Datumaro

How to export and import data in Datumaro format

The Datumaro format is a universal format, capable of handling arbitrary datasets and annotations. It is the native format of the Datumaro dataset framework. The framework can be used for various dataset operations, such as dataset and annotation transformations, format conversions, computation of statistics, and dataset merging. This framework is used in CVAT as the dataset support provider.

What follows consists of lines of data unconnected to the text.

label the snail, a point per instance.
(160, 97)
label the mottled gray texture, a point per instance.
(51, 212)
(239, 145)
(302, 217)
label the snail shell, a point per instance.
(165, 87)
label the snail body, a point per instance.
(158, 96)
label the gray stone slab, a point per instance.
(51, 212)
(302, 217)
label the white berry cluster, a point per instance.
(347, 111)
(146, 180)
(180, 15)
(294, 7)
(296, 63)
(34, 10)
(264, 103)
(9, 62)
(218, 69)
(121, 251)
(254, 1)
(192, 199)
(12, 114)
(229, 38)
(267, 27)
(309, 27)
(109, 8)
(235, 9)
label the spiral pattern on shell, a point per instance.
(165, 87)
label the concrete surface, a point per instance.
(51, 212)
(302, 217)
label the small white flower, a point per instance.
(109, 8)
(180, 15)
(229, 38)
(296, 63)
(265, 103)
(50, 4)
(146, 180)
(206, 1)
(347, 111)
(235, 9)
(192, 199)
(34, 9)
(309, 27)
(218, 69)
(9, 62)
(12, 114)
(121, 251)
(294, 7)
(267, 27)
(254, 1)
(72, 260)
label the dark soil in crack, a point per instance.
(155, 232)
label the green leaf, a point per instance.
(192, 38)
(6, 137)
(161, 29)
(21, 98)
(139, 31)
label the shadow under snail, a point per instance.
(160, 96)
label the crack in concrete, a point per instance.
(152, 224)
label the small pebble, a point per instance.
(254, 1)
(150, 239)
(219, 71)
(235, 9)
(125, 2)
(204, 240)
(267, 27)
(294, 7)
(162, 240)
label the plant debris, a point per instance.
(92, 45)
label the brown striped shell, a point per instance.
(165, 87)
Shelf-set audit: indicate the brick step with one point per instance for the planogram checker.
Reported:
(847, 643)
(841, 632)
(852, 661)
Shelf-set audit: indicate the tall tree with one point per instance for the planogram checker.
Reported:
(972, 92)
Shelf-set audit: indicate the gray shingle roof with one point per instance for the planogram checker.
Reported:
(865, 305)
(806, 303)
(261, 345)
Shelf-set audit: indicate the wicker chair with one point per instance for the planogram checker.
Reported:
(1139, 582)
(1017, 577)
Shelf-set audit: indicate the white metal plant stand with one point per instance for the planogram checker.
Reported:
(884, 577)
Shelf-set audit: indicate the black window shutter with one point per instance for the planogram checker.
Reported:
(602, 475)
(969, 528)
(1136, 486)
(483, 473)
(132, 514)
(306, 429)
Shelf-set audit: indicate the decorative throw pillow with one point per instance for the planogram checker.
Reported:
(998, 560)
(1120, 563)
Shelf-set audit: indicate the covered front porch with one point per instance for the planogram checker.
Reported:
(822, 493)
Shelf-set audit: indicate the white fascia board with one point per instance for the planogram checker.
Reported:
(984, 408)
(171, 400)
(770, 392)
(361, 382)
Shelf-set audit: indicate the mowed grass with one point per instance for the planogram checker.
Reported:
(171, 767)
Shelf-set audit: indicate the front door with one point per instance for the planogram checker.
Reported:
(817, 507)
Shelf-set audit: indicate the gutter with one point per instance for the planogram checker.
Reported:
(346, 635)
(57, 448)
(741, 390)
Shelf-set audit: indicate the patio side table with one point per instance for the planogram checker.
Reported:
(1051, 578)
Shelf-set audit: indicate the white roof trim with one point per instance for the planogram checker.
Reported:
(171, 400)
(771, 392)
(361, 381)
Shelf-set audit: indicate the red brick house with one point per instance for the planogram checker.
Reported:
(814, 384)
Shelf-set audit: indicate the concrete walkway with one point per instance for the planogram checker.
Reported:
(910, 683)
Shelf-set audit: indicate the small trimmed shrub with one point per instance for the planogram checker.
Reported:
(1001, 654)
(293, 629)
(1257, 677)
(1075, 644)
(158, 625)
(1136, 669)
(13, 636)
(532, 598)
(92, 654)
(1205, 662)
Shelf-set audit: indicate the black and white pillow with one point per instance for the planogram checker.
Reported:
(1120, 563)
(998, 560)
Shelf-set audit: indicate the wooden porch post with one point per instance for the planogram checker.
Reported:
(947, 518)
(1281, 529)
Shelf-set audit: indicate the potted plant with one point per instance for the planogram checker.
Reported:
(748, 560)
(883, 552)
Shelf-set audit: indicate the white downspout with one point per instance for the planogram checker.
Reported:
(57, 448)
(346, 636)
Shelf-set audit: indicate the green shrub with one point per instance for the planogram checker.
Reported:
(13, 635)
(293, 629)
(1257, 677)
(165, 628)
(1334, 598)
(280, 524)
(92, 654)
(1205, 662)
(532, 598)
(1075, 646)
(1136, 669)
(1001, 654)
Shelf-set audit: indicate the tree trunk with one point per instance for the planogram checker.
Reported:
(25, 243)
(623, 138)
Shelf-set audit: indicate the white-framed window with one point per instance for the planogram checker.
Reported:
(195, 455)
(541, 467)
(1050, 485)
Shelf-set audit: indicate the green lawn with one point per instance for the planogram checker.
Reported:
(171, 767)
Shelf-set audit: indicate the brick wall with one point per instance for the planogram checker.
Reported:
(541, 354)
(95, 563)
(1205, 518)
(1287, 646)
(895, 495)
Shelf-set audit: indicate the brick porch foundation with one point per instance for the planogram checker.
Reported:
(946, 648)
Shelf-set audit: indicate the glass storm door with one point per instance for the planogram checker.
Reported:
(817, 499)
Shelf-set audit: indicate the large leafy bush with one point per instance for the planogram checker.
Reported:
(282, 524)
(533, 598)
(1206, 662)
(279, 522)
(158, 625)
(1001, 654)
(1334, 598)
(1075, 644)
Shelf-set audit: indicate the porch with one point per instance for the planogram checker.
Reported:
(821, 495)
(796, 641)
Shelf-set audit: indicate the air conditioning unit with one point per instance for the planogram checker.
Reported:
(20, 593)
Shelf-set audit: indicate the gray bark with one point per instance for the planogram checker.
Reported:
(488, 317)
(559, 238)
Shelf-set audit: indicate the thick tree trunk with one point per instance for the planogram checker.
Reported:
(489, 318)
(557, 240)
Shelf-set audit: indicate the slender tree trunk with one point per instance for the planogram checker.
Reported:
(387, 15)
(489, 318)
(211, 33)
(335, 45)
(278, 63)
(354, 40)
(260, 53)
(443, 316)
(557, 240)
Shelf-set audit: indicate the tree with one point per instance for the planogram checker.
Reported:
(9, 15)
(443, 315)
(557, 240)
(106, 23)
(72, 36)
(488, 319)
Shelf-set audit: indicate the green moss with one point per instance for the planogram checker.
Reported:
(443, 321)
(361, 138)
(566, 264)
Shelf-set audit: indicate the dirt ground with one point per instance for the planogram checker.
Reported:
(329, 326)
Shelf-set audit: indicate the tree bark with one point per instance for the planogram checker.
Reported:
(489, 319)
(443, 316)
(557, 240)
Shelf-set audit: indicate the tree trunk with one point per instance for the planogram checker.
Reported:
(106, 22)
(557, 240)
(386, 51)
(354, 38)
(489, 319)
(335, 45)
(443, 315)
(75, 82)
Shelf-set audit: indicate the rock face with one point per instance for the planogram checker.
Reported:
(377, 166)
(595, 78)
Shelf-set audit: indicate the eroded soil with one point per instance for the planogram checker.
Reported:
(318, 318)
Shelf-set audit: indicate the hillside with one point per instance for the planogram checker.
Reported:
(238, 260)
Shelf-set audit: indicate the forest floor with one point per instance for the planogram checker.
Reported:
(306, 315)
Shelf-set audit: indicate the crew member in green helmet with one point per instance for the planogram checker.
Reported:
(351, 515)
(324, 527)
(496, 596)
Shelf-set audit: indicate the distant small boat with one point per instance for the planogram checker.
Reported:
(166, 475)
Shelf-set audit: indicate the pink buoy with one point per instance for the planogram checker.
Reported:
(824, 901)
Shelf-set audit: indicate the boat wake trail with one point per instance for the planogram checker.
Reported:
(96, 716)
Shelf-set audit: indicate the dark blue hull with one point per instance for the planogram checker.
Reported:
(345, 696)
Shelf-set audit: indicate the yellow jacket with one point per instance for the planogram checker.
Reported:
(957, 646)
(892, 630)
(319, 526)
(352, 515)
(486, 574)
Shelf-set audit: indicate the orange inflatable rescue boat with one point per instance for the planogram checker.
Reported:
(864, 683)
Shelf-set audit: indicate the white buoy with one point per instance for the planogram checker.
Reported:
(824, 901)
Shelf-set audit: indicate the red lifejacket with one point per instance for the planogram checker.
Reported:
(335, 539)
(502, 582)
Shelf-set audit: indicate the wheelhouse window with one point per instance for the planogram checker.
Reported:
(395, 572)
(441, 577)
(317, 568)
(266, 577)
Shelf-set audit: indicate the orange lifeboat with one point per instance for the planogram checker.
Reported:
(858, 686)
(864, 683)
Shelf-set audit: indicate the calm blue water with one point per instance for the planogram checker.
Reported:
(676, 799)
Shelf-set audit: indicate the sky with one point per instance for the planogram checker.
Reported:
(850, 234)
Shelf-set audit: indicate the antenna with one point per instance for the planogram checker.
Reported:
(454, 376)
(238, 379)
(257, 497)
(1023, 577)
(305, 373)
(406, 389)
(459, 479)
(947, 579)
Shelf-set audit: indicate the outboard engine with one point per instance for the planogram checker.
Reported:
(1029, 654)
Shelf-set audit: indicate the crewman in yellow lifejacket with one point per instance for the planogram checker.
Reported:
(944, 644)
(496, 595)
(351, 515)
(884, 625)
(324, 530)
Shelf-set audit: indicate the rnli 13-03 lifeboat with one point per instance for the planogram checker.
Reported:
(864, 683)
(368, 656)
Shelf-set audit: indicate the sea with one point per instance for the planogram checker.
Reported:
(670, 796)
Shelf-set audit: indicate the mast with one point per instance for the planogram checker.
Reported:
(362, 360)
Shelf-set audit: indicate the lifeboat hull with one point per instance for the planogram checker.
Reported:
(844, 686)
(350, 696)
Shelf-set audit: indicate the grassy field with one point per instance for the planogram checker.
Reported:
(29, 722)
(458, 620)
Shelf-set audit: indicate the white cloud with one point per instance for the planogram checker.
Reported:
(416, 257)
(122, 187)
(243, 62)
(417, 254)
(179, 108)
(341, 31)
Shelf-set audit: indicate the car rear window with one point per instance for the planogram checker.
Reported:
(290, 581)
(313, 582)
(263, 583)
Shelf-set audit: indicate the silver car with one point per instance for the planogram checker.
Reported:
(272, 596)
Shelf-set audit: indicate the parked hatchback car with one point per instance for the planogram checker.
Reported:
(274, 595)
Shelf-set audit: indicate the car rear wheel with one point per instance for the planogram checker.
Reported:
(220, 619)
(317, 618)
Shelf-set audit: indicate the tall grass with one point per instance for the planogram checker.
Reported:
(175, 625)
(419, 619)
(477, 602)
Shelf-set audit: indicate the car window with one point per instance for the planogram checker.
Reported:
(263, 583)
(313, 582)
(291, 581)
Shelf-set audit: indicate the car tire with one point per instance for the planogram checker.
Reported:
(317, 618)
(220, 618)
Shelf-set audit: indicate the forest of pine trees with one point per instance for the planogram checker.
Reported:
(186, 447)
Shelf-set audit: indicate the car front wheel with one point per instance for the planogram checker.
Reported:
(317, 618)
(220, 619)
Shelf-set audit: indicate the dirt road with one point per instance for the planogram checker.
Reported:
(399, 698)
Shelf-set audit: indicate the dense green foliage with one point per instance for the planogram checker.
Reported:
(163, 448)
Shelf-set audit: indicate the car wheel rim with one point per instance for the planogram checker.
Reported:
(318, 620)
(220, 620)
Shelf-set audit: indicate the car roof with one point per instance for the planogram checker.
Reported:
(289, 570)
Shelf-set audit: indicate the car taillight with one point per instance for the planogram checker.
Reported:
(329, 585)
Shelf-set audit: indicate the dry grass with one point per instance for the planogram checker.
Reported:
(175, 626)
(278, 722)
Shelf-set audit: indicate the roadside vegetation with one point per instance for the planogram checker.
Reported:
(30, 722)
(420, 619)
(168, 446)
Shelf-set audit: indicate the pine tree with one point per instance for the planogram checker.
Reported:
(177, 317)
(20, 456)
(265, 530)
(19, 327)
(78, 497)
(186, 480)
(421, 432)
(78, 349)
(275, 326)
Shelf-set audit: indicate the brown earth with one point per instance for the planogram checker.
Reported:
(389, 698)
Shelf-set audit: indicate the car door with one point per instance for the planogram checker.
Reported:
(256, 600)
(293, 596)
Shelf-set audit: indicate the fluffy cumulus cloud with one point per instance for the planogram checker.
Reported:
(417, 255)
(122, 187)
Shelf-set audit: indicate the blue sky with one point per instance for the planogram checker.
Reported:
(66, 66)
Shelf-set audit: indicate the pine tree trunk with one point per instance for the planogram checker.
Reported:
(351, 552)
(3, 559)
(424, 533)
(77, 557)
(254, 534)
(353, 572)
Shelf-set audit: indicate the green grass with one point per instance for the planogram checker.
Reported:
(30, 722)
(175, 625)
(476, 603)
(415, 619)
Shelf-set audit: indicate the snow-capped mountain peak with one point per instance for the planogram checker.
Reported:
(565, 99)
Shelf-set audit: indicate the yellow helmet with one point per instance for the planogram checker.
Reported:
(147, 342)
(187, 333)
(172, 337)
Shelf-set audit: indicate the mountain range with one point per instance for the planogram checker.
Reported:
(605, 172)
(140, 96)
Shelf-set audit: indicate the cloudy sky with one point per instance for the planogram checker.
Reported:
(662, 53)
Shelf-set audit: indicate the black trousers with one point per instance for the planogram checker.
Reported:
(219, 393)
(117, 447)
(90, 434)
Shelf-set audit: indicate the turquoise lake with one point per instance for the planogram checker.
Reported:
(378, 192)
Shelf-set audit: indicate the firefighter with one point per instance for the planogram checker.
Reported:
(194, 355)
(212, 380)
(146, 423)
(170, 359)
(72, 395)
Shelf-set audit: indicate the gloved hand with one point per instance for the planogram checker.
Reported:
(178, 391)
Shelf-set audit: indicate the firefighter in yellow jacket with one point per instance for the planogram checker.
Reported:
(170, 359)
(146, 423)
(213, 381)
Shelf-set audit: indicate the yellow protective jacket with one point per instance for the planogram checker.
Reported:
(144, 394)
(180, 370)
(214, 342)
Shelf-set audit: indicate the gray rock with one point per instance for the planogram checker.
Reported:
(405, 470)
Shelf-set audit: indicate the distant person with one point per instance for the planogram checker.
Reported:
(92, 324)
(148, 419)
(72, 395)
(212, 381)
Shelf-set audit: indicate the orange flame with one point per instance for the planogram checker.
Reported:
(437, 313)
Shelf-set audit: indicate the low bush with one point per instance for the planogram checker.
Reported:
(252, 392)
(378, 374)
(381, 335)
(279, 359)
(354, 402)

It effectively means that anything you import in CVAT or export from CVAT, can be processed with Datumaro, allowing you to perform custom dataset operations easily.

For more information, see:

Datumaro export

  • Supported annotations: Tags, Bounding Boxes, Polygons, Polylines, Points, Cuboids, Ellipses, Masks, Skeletons.
  • Attributes: Supported.
  • Tracks: Supported (via the track_id attribute).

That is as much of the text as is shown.